Вот ведь глубокий дефект, уже и не бред, а разорванная речь, но еще видны остатки личности — симпатичной личности. Но словоизвержение это может продолжаться бесконечно.

— Ну хорошо, хорошо, Ирина Федоровна, все-таки нужно вам погулять. Давайте договоримся: я сейчас здесь обойду и пойду в сад — и вы со мной.

— С вами, Виталий Сергеевич, хоть на край света. Я с сумасшедшими бабами не хожу. А когда я учила анатомию, я нашла мышцы в мозгу, от которых он напрягается, когда очень думаешь…

— Потом, Ирина Федоровна, потом!

Виталий поспешно отошел к кровати в коридоре, где лежала старушка Клюева. Лежала целыми днями, ни о чем не просила.

— Как вы себя чувствуете, Валентина Кузьминична?

— А хорошо.

— Кашляете?

— А кашляю. Все время кашляю.

— Вот видите, а говорите, хорошо. Ну, а почему попали к нам, не вспомнили?

— А нет, не вспомнила.

— И не интересно знать?

— А нет, чего интересного.

— А где родились, помните?

— Не-а.

— А в каком году?

— А не помню.
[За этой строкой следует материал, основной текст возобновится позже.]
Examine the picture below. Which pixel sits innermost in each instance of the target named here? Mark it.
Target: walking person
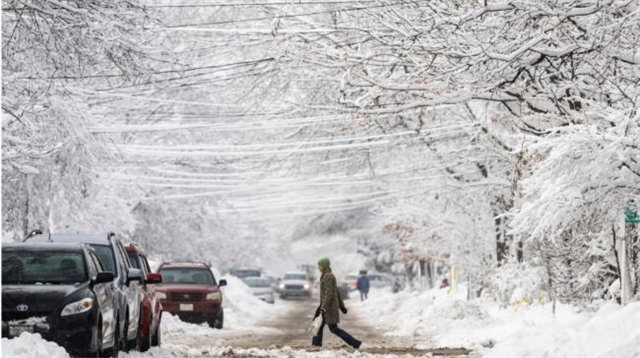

Давно-о!

— Дома вы о чем-то сами с собой разговаривали. О чем, не помните? И с кем? Голос слышали?

— И не знаю такого.

Так можно было спрашивать о чем угодно. Терапевту ее нужно показать, вот что!

В дверях надзорки — вернее, в дверном проеме, потому что настоящих дверей нет ни в одной палате: не полагается, и только вход в инсулиновую занавешен простыней — сидела Маргарита Львовна; ногой она упиралась в противоположный косяк, так что получался как бы шлагбаум. Рядом с Маргаритой Львовной сидела Меньшикова. Старые врачи рассказывали, что когда-то Меньшикова была красавицей — во что легко было поверить, потому что и сейчас ее лицо оставалось приятным: смуглая, черноволосая, со слегка раскосыми глазами — похожа на узбечку. Больна она уже лет двадцать, а последнее ее поступление так растянулось, что она безвыходно в больнице года три. Состояние все время колеблется, в последнее время немного улучшилось. Виталий вывел ее из надзорки — и вот она сама уселась при входе: плохой признак — значит, снова там окажется.

При приближении Виталия Маргарита Львовна поднялась. Вид у нее все еще был оскорбленный.

— Новая больная поступила, Виталий Сергеевич. Ввели ей аминазин, как вы назначили. Устроила тут нам гастроль. Сейчас спит.

Виталий заглянул: Вера Сахарова спала, укутанная простынями, остальные его больные с надзором ушли гулять — делать в надзорке было нечего.

— Теперь уже раскутайте ее.

— Вы не видели, Виталий Сергеевич, какую она выдала гастроль! Доре Никифоровне ногой в живот! Меня поцарапала.

— Сочувствую, Маргарита Львовна, и охотно верю. И все-таки распеленайте. Она будет спокойнее.

— Если вы приказываете.

— Вот именно: приказываю. Когда вы поймете, что больных не наказывают! Их лечат.

Утреннее раздражение не прошло, оказывается. Маргарита Львовна промолчала, но вид ее сделался еще более оскорбленным. Ну и пусть. Виталий обратился к Меньшиковой:

— А вы зачем здесь сидите, Галина Дмитриевна? Как будто боитесь чего-то: жметесь к сестре. Шли бы гулять.

— Нравится мне, вот и сижу. А вы только ходите и всюду подсматриваете.

— Все из первой палаты стремятся, а вы как будто снова сюда хотите. Как вам на новом месте? Как соседи показались?

— Подозрительные они. Особенно та, что справа.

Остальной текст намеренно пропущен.